Amelioration of cap‐dependent translation in mLST8‐overexpressed HCT116 cells. (A) siSTAT3 were transfected into control HCT116 and MLST8‐HCT116 cells for 72 h. Western blotting was performed using equal amounts of extracts with indicated antibodies, and the band intensity of phospho‐4E‐BP1(S65; bottom) was quantified (n = 4). (B) siSTAT3 were transfected into cells for 48 h followed by secondary transfection of cells with the bicistronic luciferase reporter for 24 h. Cap‐dependent translational activity of each group was compared with siCTRL group using dual‐luciferase assay (n = 4). (C) m⁷GTP pull‐down extract was detected by western blotting using indicated antibodies, and the cap‐binding 4E‐BP1 index was determined by the ratio of 4E‐BP1 to eIF4E (bottom; n = 3). (D) Relative cell proliferation was determined by counting the viable cells (n = 3). (E) Cell cycle distribution was analyzed by FACS (n = 3). (F) Cell extract was obtained after 48 h of treatment with 2 nm siRNA, and polysome fractionation was performed. Elution profile was shown by reading absorbance readings at 254 nm. (G) Relative polysome‐to‐monosome ratios in F are shown. (H) RNA was extracted by pooling each fraction as indicated (#7–#13, monosome; #14–#21, polysome), and relative amounts of mRNA in fractions were expressed when the total fractions of CCND1 and CCND3 mRNA were 100% using qRT–PCR (n = 2).
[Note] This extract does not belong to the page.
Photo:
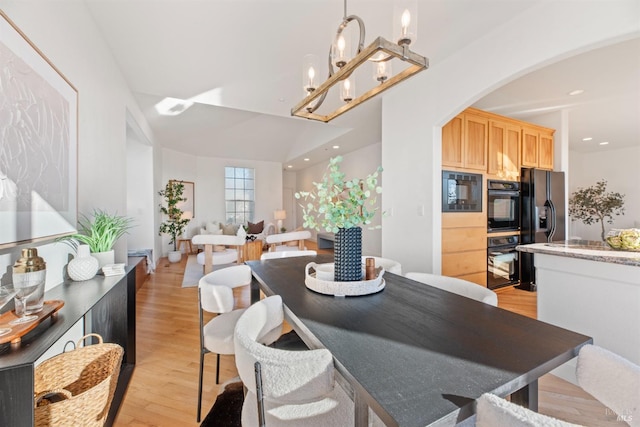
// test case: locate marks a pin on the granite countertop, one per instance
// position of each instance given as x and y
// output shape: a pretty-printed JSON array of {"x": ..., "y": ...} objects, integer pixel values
[{"x": 584, "y": 249}]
The RNA difference in each fraction was normalized using the value of RNA polymerase II (POLR2A) mRNA. Data are presented as mean ± SEM. Statistically significant differences are marked with different letters (A–E; for E, a–d for G2/M; k–n for sub‐G1; P < 0.05) or with *P < 0.05; ns, statistically insignificant, two‐way ANOVA.

Fig. 8

Identification of STAT3‐binding sites in MLST8 promoter. (A) Protein–DNA complexes from HCT116 cells were precipitated with either STAT3 antibody or normal IgG and the amount of DNA was determined by PCR with primers for promoter regions of the MLST8 gene, followed by agarose electrophoresis (left) or quantitative PCR (right; n = 3). (B) Luciferase reporter assay was performed in HCT116 cells treated with 5 nm of siCTRL or siSTAT3. MLST8 promoter‐luciferase constructs and pCMV3.1‐Renilla vector were transfected 48 h later, and the cells were further incubated for 24 h before harvest. Firefly luciferase activity was normalized with Renilla luciferase activity (n = 4). Data are presented as mean ± SEM. Statistically significant differences are marked with *P < 0.05, **P < 0.01, and ***P < 0.001, respectively; ns, statistically insignificant (A, t‐test; B, two‐way ANOVA).